A major argument of the Ethics Commission is that the constitutional power it was given in 1986 to address ethics issues over all elected officials in the state conflicts with the “speech in debate clause” and therefore limits by implication any protections provided to legislators by that clause. The ACLU brief rejects that position, arguing that “there are only two ways to amend the Rhode Island Constitution. ‘Amendment by limitation’ is not one of them.”
The brief, filed by attorneys Mark Freel and Jon Anderson from the law firm of Edwards Angell Palmer & Dodge, focuses on the ramifications of the Ethics Commission’s position for civil liberties generally: “Each of the historical arguments advanced by the Ethics Commission in support of its claim that the Ethics Amendment is paramount and ‘impliedly limits’ the Speech in Debate Clause could be recycled in the future to support the proposition that the Ethics Amendment trumps some other provision in the Rhode Island Constitution,” including state constitutional guarantees of freedom of speech and due process and a constitutional ban on the imposition of “excessive fines” by state agencies.
After arguing that the Supreme Court has “held that repeals by implication of rights embodied in the Rhode Island Constitution are disfavored,” the brief concludes by claiming that “there are no limits to the Ethics Commission’s ‘implied limitation’ argument.

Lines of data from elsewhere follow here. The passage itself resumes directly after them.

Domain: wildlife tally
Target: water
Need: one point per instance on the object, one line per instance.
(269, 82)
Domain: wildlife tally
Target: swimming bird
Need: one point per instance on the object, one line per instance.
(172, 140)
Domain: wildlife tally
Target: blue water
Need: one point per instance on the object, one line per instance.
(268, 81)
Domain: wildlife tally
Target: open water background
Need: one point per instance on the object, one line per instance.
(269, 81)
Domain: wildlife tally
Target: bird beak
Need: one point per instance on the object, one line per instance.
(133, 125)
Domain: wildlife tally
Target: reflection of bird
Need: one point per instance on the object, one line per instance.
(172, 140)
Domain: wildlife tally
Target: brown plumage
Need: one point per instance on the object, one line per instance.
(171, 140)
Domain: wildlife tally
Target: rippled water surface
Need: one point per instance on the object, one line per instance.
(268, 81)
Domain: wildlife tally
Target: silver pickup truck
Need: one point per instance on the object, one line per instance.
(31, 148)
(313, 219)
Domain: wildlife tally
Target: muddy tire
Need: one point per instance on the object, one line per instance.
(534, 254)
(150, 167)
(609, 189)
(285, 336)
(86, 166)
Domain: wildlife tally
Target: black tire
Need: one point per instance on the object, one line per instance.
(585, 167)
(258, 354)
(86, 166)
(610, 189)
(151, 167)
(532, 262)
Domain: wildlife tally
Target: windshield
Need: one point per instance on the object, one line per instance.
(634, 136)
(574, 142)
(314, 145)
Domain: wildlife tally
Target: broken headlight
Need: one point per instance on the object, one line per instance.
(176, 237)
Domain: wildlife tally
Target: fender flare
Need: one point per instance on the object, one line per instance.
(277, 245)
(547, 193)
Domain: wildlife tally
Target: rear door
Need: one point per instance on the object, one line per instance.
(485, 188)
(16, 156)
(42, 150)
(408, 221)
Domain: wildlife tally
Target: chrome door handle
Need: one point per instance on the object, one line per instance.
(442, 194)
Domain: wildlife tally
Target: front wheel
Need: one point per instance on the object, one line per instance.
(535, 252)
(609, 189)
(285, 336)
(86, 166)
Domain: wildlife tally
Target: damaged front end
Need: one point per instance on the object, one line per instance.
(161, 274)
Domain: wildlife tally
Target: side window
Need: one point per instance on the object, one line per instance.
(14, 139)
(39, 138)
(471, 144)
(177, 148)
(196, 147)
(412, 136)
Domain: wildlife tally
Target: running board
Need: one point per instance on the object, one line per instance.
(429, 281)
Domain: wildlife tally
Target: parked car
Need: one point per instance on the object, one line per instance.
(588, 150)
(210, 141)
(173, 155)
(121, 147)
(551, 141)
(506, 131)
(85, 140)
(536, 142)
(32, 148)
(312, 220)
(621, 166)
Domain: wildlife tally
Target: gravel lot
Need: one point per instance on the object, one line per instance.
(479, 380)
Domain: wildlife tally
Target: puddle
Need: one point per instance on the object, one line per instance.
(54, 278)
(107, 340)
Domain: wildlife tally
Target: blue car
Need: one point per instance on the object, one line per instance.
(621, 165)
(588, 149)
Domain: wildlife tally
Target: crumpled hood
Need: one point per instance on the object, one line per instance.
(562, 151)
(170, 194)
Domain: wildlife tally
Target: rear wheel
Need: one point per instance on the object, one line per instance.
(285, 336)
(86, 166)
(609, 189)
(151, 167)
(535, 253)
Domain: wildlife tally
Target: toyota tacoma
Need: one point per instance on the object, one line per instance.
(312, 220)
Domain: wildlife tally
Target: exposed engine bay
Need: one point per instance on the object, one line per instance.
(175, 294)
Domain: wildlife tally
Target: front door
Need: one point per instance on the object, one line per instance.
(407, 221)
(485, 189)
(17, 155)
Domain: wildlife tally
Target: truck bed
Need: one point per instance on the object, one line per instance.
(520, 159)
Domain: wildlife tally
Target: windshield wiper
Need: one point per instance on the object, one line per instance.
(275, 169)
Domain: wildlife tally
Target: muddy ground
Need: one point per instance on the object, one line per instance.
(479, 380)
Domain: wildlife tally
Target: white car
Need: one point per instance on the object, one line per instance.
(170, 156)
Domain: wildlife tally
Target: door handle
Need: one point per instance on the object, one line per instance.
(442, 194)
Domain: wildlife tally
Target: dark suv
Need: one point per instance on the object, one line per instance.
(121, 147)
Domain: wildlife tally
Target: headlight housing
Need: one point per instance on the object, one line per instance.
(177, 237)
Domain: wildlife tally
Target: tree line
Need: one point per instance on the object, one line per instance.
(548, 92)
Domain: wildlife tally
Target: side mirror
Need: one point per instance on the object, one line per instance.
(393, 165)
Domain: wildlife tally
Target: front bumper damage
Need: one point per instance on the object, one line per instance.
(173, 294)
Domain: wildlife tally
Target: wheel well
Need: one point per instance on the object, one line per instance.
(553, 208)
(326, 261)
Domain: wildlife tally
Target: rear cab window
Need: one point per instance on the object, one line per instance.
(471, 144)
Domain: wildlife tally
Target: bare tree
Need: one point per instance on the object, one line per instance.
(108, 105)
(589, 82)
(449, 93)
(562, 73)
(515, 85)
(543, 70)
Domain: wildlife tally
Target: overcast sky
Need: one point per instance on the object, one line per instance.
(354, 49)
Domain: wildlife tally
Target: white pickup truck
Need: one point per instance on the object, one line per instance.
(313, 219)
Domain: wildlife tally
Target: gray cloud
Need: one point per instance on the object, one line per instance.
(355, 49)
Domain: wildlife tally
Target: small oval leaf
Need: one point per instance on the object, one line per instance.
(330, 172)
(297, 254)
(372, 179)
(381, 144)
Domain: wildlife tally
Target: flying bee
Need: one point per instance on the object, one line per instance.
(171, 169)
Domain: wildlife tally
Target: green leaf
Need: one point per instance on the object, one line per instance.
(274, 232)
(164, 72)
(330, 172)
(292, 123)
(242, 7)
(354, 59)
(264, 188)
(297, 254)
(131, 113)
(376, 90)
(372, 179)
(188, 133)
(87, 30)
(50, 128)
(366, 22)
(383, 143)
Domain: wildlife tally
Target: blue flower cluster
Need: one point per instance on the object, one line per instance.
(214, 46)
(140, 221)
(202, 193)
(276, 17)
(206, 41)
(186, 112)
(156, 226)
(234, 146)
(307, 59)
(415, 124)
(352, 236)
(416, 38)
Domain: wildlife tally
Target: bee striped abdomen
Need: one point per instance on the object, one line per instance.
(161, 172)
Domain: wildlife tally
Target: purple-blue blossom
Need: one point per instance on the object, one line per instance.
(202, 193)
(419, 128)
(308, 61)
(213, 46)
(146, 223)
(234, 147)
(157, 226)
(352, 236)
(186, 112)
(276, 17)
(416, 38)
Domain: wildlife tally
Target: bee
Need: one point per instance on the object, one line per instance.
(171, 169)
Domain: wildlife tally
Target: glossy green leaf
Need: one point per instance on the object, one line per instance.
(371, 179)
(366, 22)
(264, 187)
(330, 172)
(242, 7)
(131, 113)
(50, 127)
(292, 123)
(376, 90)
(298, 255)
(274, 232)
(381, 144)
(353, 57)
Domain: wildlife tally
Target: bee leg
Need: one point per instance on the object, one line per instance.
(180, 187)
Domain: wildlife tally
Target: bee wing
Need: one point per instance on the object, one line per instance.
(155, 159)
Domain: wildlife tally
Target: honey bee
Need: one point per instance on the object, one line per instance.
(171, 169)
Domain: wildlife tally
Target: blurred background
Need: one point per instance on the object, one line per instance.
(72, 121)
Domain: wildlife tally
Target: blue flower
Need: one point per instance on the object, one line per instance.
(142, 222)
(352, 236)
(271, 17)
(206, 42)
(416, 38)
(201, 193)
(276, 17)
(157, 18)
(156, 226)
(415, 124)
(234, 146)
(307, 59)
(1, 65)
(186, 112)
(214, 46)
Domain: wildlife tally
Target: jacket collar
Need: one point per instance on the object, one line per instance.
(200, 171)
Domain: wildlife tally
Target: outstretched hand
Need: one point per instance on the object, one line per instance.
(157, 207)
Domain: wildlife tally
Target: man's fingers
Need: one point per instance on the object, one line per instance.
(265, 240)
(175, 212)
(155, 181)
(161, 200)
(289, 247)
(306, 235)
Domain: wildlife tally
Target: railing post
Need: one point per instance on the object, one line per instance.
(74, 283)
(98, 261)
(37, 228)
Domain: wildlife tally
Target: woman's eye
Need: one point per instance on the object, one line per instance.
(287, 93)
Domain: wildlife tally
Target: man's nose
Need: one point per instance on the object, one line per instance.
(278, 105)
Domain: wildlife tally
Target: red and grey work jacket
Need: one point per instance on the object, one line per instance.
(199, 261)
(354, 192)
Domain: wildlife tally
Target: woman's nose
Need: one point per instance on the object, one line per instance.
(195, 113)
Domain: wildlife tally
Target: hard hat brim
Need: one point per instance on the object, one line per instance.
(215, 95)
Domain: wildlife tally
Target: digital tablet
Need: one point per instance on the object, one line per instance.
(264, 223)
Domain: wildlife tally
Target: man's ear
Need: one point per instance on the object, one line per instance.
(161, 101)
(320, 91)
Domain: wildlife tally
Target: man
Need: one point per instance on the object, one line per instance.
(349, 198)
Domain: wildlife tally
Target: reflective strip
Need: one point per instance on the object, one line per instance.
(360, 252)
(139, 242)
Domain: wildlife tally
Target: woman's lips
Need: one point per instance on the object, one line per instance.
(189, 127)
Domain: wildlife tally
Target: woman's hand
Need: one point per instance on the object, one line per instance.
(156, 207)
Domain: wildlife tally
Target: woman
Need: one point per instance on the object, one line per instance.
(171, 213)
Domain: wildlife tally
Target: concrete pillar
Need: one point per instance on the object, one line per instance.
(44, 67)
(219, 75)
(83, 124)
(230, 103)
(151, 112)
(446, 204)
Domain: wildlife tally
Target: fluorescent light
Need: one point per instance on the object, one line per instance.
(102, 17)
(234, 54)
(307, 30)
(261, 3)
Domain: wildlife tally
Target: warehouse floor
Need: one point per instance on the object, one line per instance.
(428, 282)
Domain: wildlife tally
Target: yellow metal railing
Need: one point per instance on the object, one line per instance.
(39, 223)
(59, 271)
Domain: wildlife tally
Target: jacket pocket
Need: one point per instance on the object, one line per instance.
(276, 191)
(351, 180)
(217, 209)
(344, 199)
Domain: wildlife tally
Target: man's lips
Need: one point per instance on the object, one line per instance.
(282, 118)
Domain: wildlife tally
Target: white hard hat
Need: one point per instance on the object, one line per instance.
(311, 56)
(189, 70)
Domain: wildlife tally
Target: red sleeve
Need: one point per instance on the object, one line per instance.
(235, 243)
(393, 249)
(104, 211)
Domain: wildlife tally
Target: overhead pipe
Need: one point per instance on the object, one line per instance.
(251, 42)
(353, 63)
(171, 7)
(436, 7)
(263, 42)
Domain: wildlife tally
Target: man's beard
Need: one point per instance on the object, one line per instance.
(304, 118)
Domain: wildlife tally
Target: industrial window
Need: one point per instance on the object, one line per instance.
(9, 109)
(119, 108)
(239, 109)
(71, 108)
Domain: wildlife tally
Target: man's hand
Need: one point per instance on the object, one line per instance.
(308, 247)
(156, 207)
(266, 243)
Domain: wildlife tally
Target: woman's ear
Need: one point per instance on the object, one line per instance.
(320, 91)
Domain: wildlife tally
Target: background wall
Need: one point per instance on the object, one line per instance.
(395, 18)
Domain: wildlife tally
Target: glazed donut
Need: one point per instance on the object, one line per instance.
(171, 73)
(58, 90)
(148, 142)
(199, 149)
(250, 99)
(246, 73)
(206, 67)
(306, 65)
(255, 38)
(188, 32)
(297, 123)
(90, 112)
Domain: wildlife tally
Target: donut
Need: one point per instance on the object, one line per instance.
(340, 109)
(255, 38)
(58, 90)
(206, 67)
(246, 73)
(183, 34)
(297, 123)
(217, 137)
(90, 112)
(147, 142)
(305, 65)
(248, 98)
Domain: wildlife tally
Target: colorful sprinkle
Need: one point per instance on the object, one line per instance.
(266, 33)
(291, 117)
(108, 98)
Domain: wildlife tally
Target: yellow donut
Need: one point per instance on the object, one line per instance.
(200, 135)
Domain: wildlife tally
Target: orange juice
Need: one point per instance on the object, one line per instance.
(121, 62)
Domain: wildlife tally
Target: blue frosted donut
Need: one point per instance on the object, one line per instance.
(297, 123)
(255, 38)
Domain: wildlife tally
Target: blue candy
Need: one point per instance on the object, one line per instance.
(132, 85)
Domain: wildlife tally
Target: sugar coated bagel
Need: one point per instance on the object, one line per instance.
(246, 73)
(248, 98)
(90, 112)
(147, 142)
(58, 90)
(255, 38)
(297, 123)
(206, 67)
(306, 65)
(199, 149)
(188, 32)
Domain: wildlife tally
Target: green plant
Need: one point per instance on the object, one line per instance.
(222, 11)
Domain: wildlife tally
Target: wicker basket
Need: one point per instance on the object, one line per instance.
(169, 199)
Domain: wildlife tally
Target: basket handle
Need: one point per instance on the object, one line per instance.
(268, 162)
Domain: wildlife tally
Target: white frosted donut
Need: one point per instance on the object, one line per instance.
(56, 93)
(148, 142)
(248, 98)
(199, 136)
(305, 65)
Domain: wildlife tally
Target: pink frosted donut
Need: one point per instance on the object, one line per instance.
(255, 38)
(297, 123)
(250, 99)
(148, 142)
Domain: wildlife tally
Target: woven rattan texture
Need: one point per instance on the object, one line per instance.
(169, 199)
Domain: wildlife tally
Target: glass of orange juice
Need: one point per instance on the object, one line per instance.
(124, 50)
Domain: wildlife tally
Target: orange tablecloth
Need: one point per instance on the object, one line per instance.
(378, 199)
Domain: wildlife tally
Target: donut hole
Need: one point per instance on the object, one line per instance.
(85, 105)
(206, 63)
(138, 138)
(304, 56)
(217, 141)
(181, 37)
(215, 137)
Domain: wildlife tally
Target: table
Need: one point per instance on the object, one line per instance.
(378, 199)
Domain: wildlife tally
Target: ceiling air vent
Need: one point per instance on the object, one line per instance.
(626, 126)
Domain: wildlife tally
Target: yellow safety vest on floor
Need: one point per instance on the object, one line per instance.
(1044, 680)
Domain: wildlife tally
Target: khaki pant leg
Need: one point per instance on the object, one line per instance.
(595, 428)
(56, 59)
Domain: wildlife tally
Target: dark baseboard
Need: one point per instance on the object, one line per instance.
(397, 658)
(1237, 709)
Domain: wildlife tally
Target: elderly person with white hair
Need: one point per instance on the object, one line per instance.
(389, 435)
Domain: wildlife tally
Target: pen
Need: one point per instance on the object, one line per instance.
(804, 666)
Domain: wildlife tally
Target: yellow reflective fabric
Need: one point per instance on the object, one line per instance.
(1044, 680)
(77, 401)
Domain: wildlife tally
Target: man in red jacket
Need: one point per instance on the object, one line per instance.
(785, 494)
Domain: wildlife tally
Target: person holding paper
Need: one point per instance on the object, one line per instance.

This Court, therefore, cannot, should not, and must not allow the Ethics Commission to drag this State into such uncharted territory.”
RI ACLU volunteer attorney Mark Freel said today: “Fundamental rights and liberties placed into our state constitution many years ago should not be removed or rescinded by guesswork or subtle interpretation, which is what the Ethics Commission suggests. Rather, those rights should remain intact, to protect all Rhode Islanders, until or unless they are repealed or modified by the very specific formal procedures in place for constitutional amendments.”